Exhibition offers chance for a trip into the past - The Worcester Observer

Exhibition offers chance for a trip into the past

Worcester Editorial 13th Jun, 2021   0

A NEW exhibition at Worcester City Art Gallery and Museum will chronicle the history of the changing face of Worcester and its residents through photographs

Worcester Life Stories shines a light on the history of Worcester through the words of the city’s residents and a vast array of photographs taken over the last 70 years, which have captured snapshots of the streetscapes of Worcester and how they have changed.

It opened yesterday (Saturday) at Worcester City Art Gallery and Museum and run until February 2022.

From 1950s shop fronts and forgotten landmarks, to communities which were migrated as the city developed, evocative images in the exhibition unlock memories of days gone by.




The images were taken by staff of Worcester City Council, including health inspectors, archaeologists, conservation officers and planners to inform their day-to-day work, capturing building use, living conditions and heritage. They tell stories of lost industries, of hardship and poverty followed by regeneration and redevelopment, some of which still divides opinion today.

Other images capture a more domestic view, especially those images taken by Chief Public Health Inspector Tom Marsden. It was Marsden’s role to ensure housing conformed to the 1957 Housing Act which called for houses to be fit for human habitation and led to around 3,500 properties in Worcester being condemned as unsanitary and unsafe.


His incredible photographs capture the conditions many families experienced after a half-century of neglect, economic depression and two world wars.

Rising damp, rat-infested courtyards and cramped, airless spaces were just some of the scenes captured as he surveyed the city. What followed was the mass demolition of many areas, including the tenement houses of the Blockhouse, Tybridge Street, The Moors, and Dolday.

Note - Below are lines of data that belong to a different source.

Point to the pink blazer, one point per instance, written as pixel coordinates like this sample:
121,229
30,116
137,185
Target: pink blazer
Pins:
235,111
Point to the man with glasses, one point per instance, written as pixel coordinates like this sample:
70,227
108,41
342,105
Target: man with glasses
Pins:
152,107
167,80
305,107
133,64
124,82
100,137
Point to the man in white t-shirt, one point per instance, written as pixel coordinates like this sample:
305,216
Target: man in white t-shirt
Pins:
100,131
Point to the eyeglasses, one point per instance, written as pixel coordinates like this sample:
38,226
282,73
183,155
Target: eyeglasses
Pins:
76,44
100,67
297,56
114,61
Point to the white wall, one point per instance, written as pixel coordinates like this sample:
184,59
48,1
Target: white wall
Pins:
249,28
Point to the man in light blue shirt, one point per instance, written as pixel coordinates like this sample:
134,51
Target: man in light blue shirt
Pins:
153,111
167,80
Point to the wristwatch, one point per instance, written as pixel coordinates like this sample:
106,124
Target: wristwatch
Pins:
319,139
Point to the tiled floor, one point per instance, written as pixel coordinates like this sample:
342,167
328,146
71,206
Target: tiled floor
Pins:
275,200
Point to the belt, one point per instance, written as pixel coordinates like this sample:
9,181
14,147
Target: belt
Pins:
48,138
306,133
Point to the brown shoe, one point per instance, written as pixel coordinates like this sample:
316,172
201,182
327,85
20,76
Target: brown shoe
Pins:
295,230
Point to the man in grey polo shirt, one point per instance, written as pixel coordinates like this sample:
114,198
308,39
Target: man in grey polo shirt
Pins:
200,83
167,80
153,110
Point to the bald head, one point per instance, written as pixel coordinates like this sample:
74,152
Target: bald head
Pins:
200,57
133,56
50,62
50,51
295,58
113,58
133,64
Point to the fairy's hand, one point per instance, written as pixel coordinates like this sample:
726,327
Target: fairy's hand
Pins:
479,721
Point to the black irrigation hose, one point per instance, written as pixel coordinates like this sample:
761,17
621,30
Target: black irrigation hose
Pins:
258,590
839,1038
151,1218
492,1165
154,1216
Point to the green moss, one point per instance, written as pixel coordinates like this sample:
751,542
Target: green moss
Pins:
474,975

David Nash, social history curator with Museums Worcestershire, said: “This exhibition is a fascinating window into the past, inviting residents of the city we live in now to see how it has been shaped and changed over the past 70 years.

“Our cities are constantly evolving beneath our feet and it’s enthralling to see how past generations lived and to see how the streets we are so familiar with have altered through time.”